The weight of this news lies heavy on my heart and mind. Nothing can reason away the devastation of losing these precious people.

When faced with such a senseless situation, how do we respond?

We grieve. We let the weight of life’s mysteries sink into our souls. We retreat into the question that forms the core of our existence: Why are we here? 

Everyone answers this question differently. It has divided humans for centuries.

And yet, at times like this, it also unites us. When we stare into the eyes of a grieving friend or family member, we recognize the confusion we see in their faces. We share their pain. We share their hurt. We share their suffering.

Grief, in this sense, offers clarity amidst confusion.

When faced with the question: Why are we here?

Grief answers: To LOVE.

After all, what is grief, but a testament to love?

It is a reminder that love is what makes life worth living. When we lose love, we lose life.

That is the true beauty of our humanity. Amidst such horrible loss, we have the capacity to feel the highest emotion.

The beautiful side of grief is its ability to inspire us to live our lives more intentionally–its ability to inspire us to lay aside our differences and to love each other more fully and deeply.

Love, of course, does not always make sense to our minds. Not all people are easy to love and sometimes we wonder if it is worth the effort it takes.

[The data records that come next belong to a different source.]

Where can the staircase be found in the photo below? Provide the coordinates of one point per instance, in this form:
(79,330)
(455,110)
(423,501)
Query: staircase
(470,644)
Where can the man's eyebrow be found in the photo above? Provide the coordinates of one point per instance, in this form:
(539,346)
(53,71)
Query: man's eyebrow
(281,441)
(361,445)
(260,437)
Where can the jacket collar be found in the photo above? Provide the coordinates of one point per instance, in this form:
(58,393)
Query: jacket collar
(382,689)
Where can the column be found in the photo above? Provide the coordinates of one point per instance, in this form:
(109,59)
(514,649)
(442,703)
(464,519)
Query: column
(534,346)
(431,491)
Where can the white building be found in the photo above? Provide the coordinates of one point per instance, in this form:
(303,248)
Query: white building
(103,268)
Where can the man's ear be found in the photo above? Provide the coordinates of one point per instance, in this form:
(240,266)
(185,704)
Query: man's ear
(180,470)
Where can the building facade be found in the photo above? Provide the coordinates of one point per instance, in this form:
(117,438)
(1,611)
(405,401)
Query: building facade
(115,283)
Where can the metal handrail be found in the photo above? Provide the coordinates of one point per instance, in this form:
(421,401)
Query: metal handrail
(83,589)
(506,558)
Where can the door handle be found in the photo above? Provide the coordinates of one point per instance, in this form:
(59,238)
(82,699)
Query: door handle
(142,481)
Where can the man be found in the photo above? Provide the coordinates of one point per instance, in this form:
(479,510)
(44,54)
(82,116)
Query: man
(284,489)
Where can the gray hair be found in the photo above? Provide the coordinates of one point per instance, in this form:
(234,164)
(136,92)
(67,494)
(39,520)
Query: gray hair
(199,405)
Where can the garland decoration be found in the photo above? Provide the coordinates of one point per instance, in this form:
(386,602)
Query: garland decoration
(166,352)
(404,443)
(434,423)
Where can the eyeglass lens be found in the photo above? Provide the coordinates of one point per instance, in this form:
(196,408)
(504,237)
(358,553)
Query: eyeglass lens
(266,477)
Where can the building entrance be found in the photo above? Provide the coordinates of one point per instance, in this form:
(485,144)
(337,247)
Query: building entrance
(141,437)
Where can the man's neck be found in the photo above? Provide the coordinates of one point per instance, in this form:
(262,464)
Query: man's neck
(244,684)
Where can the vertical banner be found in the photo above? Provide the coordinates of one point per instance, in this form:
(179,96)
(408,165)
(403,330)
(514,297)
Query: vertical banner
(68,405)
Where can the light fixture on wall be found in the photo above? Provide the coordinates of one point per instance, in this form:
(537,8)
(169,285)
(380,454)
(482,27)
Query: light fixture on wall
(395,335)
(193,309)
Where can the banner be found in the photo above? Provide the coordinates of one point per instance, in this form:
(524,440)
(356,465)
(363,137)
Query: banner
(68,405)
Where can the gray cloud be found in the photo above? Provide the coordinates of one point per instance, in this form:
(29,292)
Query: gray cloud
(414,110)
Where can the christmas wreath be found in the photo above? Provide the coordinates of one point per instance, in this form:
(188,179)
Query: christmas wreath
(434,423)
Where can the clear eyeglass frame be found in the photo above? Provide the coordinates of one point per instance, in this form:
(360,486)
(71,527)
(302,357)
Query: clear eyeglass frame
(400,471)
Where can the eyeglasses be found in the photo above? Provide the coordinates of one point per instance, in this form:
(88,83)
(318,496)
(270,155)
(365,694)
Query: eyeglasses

When confronted with death, however, it is love that makes the most sense to our hearts. We wish we could have loved more, not less.

The greatest gift grief has given me is the realization that there are more opportunities to love than I ever knew.

And that is what I want to do. That is why I am here. Like my friends who have passed on, I want to live a legacy of love.

Whatever you may be grieving today, I want to encourage you that you are not alone. Grief is part of the human condition. But so is love. And the greatest way to receive love is to give it. So from my heart to yours please accept this wish that your grief will find a beautiful expression in the love and support you share with others.